On the one hand, we say that we want to develop artificial intelligence, become leaders in this industry, but for that we need a lot of data, and have a totally different approach to this data. <...> In Russia, this [sector – Ed.] is strictly regulated. On the other hand, we say that: private lives are of utmost importance; we are tired of all of those calls, spam, etc. But these are rather mutually exclusive issues. <...> Technological leadership, if that is what we are aiming for, is impossible without sufficiently flexible regulations when it comes to data — Igor Drozdov, Chairman of the Board, Skolkovo Foundation.

SOLUTIONS
Leveraging the experiences of European countries and international cooperation when developing a mechanism to secure the Russian Federation's digital sovereignty

Europeans have forbidden American transnational corporations from exporting personal data and have started from the position that: databases must be secured, personal data must stay in the European Union, that is, that the concept of sovereignty has started appearing in real life. They have understood that those who lose digital sovereignty can also lose political sovereignty, because all of these processes will be managed by inscrutable corporations from abroad. Databases must remain within their territories, regulatory agencies must have tight control over the situation: how personal data is being used, how data is being collected, processed, secured – and this is considered an important element in regulating the virtual organization of society within a specific territory — Tigran Sargsyan, Deputy Chairman of the Board, Eurasian Development Bank.

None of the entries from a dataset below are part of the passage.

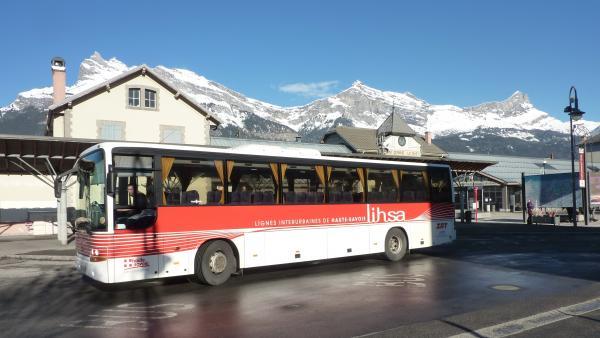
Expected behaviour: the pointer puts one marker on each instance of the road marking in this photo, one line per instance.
(505, 287)
(538, 320)
(129, 316)
(397, 279)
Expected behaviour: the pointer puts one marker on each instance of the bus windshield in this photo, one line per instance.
(92, 194)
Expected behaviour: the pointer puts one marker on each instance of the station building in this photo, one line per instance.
(138, 105)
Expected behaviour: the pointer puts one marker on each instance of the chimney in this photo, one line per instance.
(428, 137)
(59, 79)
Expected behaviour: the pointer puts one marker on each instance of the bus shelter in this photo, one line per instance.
(44, 158)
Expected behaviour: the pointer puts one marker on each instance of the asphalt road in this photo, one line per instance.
(494, 280)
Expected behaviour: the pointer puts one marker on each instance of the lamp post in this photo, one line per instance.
(574, 114)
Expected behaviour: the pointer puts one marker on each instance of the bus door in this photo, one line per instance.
(135, 242)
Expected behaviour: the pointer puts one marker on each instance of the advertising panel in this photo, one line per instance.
(551, 191)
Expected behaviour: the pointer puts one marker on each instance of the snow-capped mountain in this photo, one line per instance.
(513, 121)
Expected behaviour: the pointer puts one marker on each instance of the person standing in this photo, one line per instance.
(529, 212)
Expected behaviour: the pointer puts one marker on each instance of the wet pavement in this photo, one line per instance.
(492, 274)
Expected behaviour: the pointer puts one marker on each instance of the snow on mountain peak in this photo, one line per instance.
(96, 69)
(358, 105)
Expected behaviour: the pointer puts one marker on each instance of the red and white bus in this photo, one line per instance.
(155, 210)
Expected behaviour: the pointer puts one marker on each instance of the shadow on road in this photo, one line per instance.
(562, 251)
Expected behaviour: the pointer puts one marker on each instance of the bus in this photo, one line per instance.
(148, 211)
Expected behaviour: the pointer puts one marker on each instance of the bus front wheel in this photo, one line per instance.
(215, 262)
(396, 244)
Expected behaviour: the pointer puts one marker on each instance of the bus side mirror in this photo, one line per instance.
(57, 186)
(111, 182)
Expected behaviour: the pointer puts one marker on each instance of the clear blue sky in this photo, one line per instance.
(446, 52)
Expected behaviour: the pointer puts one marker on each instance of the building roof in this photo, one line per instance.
(508, 169)
(55, 109)
(395, 125)
(229, 142)
(46, 155)
(357, 139)
(365, 140)
(429, 149)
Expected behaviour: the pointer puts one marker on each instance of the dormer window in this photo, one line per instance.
(134, 97)
(149, 98)
(142, 97)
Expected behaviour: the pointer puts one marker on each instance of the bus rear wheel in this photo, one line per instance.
(215, 262)
(396, 245)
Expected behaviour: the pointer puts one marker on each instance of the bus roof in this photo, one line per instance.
(256, 149)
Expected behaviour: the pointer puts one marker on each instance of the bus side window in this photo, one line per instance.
(253, 183)
(193, 182)
(414, 186)
(382, 185)
(303, 184)
(346, 185)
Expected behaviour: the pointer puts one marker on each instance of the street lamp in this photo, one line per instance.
(574, 114)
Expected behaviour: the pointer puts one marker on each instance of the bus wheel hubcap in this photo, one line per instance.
(395, 244)
(218, 262)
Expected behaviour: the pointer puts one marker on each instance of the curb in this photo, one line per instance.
(41, 258)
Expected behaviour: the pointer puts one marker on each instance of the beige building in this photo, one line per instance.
(137, 105)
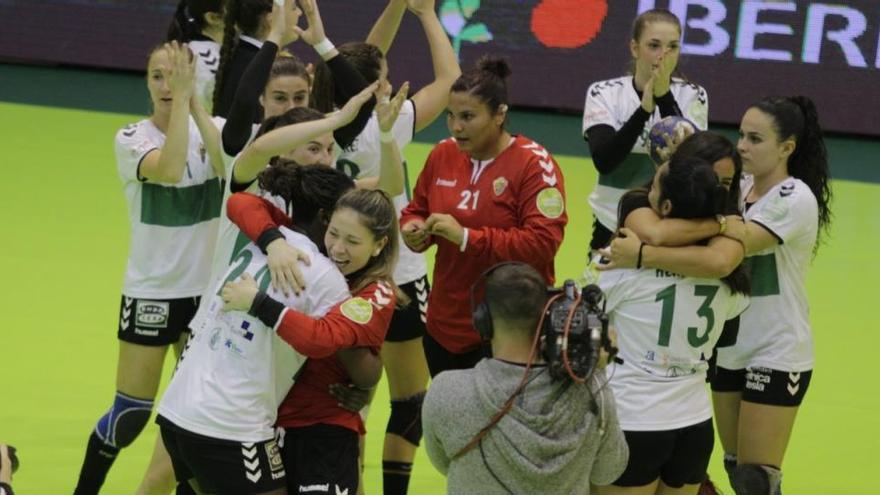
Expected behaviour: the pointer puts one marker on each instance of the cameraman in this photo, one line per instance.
(6, 466)
(558, 436)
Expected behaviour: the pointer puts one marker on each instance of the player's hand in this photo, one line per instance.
(665, 68)
(314, 33)
(420, 7)
(351, 108)
(283, 263)
(415, 235)
(387, 109)
(282, 23)
(648, 93)
(682, 132)
(350, 397)
(445, 226)
(239, 295)
(623, 251)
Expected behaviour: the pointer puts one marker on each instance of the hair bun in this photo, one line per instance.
(495, 65)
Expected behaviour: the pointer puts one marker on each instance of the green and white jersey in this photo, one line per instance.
(612, 102)
(173, 226)
(666, 328)
(361, 160)
(235, 371)
(775, 332)
(207, 53)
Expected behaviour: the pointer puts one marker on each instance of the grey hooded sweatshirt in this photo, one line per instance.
(556, 439)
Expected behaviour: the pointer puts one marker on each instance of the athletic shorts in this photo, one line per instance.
(408, 323)
(678, 457)
(155, 322)
(321, 459)
(440, 359)
(223, 466)
(764, 385)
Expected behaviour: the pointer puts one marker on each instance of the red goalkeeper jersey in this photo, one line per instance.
(513, 209)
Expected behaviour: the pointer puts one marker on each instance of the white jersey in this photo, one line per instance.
(230, 240)
(173, 226)
(775, 331)
(666, 328)
(362, 160)
(613, 102)
(207, 53)
(236, 371)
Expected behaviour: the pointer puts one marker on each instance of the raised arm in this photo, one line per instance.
(279, 141)
(385, 29)
(431, 100)
(246, 103)
(168, 163)
(390, 178)
(210, 135)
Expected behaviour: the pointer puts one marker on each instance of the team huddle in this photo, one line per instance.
(278, 251)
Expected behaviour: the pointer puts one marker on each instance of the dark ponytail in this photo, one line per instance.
(488, 81)
(189, 19)
(366, 59)
(247, 16)
(692, 186)
(796, 118)
(306, 189)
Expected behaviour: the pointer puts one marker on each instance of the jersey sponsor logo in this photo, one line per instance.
(358, 310)
(276, 465)
(315, 488)
(152, 314)
(251, 461)
(446, 183)
(550, 202)
(786, 189)
(499, 185)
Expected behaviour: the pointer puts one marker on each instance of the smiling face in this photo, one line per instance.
(475, 128)
(283, 93)
(657, 38)
(350, 244)
(318, 151)
(759, 144)
(158, 71)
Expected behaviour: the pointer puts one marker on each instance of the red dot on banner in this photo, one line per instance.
(568, 23)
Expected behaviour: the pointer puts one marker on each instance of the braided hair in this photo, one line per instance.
(247, 16)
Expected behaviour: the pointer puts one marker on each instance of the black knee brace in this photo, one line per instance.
(124, 421)
(406, 418)
(756, 479)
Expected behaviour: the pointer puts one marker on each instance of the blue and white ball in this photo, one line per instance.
(677, 128)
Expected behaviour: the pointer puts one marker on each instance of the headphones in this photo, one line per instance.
(480, 313)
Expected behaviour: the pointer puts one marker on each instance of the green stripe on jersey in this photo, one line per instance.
(180, 206)
(636, 170)
(765, 276)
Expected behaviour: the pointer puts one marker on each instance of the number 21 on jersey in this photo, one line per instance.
(469, 200)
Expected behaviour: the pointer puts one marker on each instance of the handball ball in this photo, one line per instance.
(677, 128)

In many areas, it is essential to have international cooperation, to cultivate interdependence, in the positive sense of the word. When, on the one hand, we invest something, <...> in this sense, we indirectly advance our products abroad and, on the other hand, depend on foreign products, while our partners depend on our products. In this sense, the open-source model [developing software that is delivered to the end-user with an open-source code, i.e., the application may be altered without violating the developers’ author’s rights, – Ed.], provides a certain alternative to the reign of transnational corporations, because intellectual property has become a very strong tool — Igor Drozdov, Chairman of the Board, Skolkovo Foundation.

When we talk about import substitution we’re talking about smart import substitution. <...> If we close ourselves off, then the cool products and solutions that we have developed, exist essentially without competition – only competing domestically – and right off the bat, within a few years, they degrade and we lose those products and solutions — Maxim Parshin, Deputy Minister of Digital Development, Communications and Mass Media of the Russian Federation.

Creating advantageous conditions for Russian developers of software and other digital products

There can't be any talk of sovereignty without domestic solutions. <...> The implemented measures: an unprecedented tax regime for Russian companies involved in developing and implementing software, <...> which has been in effect since the start of this year. Its first two quarters, based on tax data, have resulted in truly significant industry growth and development. The ICT [information and communications technology, – Ed.] industry, together with telecom and retail, including the sales of computers and other technology, have come out of the pandemic in the lead compared to other economic industries. <...> We offer preferential loans for implementing domestic solutions – up to [RUB, – Ed.] 10 billion towards digital transformation programmes — Maxim Parshin, Deputy Minister of Digital Development, Communications and Mass Media of the Russian Federation.